What is Genomic Cohort Analysis

A genomic cohort is a massive table of thousands of samples (i.e. humans) and tens of millons of features (genomic variants). There are clinical attributes for each sample such as ethnicity and gender, and genomic attributes for each variant such as if the variant located in a gene or affect a protein structure.

There are endless questions to answer.

  • Can we cluster samples by their genome?
  • What are underlying distributions?
  • Can we compute the risk of a particular disease based on genetic data?
  • What part of the genome is responsible for a disease?

Answering one question a the time, we are unlocking the secrets of the genome.

We are leaving in an era where life decoding itself.

What is CAP

CAP is a simple workflow manager specialized for genomic cohort analysis (see ReadMe). Here is a brief explanatio of the terminology used.

Glossary:

  • Operation & Job: Think of a function and a function-call. We have the same concept here. The Operation is like a function and the Job is like a function-call. Operations are implemented in the CAP source code. Jobs are defined in the workflow file. Functions have arguments and a return value. Operations have DataHandles (input and output data) and Parameters. Currently, limited number of operations are implmented in CAP. More operations will be introduced with future version.
  • Workflow: A file that describes the analysis.
  • DataHandle: DataHandle is the specification of data. Where and how the data is stored permanently? How to load data into memory?
  • MicroOperation: Imagine you want to make some tiny changes to a table just before passing the table to a function (without modifying the original table). Or, you want to make some changes to the output of the function. MicroOperations are designed for these cases. They act on a signle DataHandle just before being used or after being produced in a job.
  • Runtime is the information about execution of the workflow (i.e. if a job is compeleted). CAP constantly updates runtime information in the workflow as the analysis is progressed.
  • ExecutionPlan is a list of job names to be executed in the same orde they appear in the list1.
  • SchemaCheck: Errors in the workflow could cuase runtime exceptions. As a consecuence, CAP havily check the workflow at different stages of the execution to make sure of its correctness. There checks are mainly done by SchemaCheck (JSON Schema) but some of the checks are performed by python code.

Notes:

  • CAP can be executed in command line and through a python program (see Geting Started).
  • CAP requiers a path to the workflow file to be executed.
  • If a CAP process is re-executed after a failour (assuming you fix the cause of the failour), it skips all the jobs which are completed and continue from where it fails.
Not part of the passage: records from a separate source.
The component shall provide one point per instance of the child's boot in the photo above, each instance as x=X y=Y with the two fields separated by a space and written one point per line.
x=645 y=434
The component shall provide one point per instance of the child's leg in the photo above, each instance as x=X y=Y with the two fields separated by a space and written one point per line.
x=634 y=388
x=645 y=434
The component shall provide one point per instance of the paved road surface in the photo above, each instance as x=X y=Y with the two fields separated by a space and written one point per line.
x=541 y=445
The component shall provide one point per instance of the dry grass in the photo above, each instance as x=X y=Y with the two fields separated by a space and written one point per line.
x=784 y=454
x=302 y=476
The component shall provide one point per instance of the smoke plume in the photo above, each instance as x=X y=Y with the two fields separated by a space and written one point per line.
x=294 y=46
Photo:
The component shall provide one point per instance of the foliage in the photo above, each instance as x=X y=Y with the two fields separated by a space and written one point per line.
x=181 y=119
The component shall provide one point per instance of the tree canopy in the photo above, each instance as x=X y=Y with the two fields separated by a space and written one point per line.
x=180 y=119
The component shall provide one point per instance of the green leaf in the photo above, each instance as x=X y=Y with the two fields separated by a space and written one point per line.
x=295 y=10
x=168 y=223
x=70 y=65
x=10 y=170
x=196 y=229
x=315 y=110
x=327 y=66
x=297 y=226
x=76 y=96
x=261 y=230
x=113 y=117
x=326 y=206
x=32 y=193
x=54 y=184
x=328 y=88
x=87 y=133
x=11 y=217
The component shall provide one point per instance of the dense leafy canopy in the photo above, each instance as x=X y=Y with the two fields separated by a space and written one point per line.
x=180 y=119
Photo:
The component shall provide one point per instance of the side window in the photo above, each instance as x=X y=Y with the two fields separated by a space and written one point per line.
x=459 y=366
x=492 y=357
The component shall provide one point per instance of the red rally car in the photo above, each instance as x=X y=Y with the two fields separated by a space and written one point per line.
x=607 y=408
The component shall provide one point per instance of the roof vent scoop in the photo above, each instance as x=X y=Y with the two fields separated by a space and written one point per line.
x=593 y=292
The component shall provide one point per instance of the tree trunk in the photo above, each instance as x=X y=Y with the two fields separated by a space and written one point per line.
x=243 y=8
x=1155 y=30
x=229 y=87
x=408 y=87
This is possible using the runtime information that are stored in workflow file permanently.
  • CAP makes changes to the workflow. This includes the inferred and runtime information. The resulting workflow my not look neat. It is recomended to have a back up of the workflow prior to the execution.
  • CAP produce a detailed log file that is helpful to investigate errors

Learn More about CAP

If you don't know YAML, watch this 4-minute tutorial here. This is helpful when you read the following documents.

You may first try our step-by-step tutorials in Getting Started to have a better feeling of how CAP work.

The following documents explain different aspect of the CAP in more details:

  • Workflow: Specification of the workflow.
  • DataHandle: Specification of DataHandle as well as the flow of data in the program.
  • Operations: Specification of Operations
  • MicroOperations: Specification of MicorOperations.

Installation

You can simply install cap using pip.

pip install cap-genomics

Note that Hail is a requierment of the CAP. Hail has a few dependencies which must be installed prior to Hail installation. See here for more details.

Foot Notes

1: Since each job is parallelised oever several compute nodes to harvest entire compute resources, job-level parallelisation is not critical. Yet, we plan to offer job-level parallelisation in the future. Ultimately, CAP will identify the dependencies between jobs automatically and identify the execution plan dynamically (to be implemented).